Superbowl Sunday, 2011!
Oh the excitement that football fans must be feeling today! That excitement is not really brewing in my household. I'm not a sports loving kind of girl, unless it's my child or someone I know playing in the game. My husband enjoys football but he's not a fanatic like alot of people I know. Now when baseball season rolls around, that will be a different story.
I'll enjoy the socialization today brings more than the actual reason for it. We'll be going to a neighbors house with several other friends for lots of food, drink, conversation and a nice fire going in the fire place. The kids will all come equipped with quarters for the football pool, betting grid thing (no, I'm not a gambler, can you tell?) and when one of them wins the adults will cheer and the other kids will most likely be mumbling something under their breath about it not being fair. Losing graciously is hard and hopefully something learned with age.
It's a beautiful day today. Only in mid-winter would you hear me refer to a sunny day with a high of forty degrees as beautiful, but in comparison to what we've been dealing with and what's still ahead of us for at least a few more weeks, I'll take it. Oh, and that reminds me, my quoting the weatherman as saying this is the snowiest winter on record for us the other day was inaccurate. Apparently they said they felt we would surpass that record before winter's end. Sorry! I was intending to take a walk today but after an hour and a half of yoga this morning and now starting to feel like I might be coming down with something, I don't think it's going to happen.
I had a dream about my mom last night. I love when that happens because the dreams of her are becoming fewer and farther between. I adore hearing her voice. Last night she was yelling at my dad for not having gas in the car or some such thing. I miss them bickering affectionately.
My dad called me last night to tell me that my aunt, his brother's wife, was on her death bed in a hospital in Florida. I guess she was having severe pain in her abdomen so my uncle took her to the hospital. They found a large, inoperable blockage in her colon so they are keeping her as comfortable as possible while everyone sits and waits. I remember that waiting well. The thought of my uncle down there without much family around to support him through this makes me sad. He has one son who lives locally with his wife and that's it. If you've been reading my blog from the beginning then you know the kind of support my dad had when mom died.
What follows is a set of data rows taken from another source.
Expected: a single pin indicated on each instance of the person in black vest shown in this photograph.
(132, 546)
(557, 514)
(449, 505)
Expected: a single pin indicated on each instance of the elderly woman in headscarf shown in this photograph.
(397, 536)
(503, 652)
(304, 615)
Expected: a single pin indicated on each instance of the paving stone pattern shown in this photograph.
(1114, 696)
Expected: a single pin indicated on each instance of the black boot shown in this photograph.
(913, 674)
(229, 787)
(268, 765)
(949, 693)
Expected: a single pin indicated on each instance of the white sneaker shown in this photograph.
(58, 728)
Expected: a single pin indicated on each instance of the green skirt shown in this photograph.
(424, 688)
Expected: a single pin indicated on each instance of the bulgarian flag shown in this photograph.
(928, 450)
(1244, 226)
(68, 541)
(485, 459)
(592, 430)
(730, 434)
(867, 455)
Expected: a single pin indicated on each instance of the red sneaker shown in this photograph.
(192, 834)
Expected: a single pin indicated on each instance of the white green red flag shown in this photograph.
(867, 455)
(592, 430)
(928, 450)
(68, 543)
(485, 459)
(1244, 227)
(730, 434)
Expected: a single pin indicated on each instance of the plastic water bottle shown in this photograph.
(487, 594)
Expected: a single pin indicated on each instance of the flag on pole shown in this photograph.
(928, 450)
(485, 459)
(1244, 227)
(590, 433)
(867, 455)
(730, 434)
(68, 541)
What a blessing.
You know that saying, "There are no coincidences"? Well not knowing this would be happening with my aunt, just last week my dad, who has not been to Florida to visit his brother in years, told me he'd booked a trip for the beginning of next month. I'm glad he'll be going as I think he's the perfect person to help my uncle get through these first few weeks without my aunt. He knows that lonliness all too well. I think the people who are able to support us best through hard times are the ones who have lived through what we're experiencing. In keeping with that thought (no coincidences), I don't think it was coincidental that my mom just happened to show up in my dream the same night I learned that my aunt was dying. I'm glad my aunt won't face what comes next alone.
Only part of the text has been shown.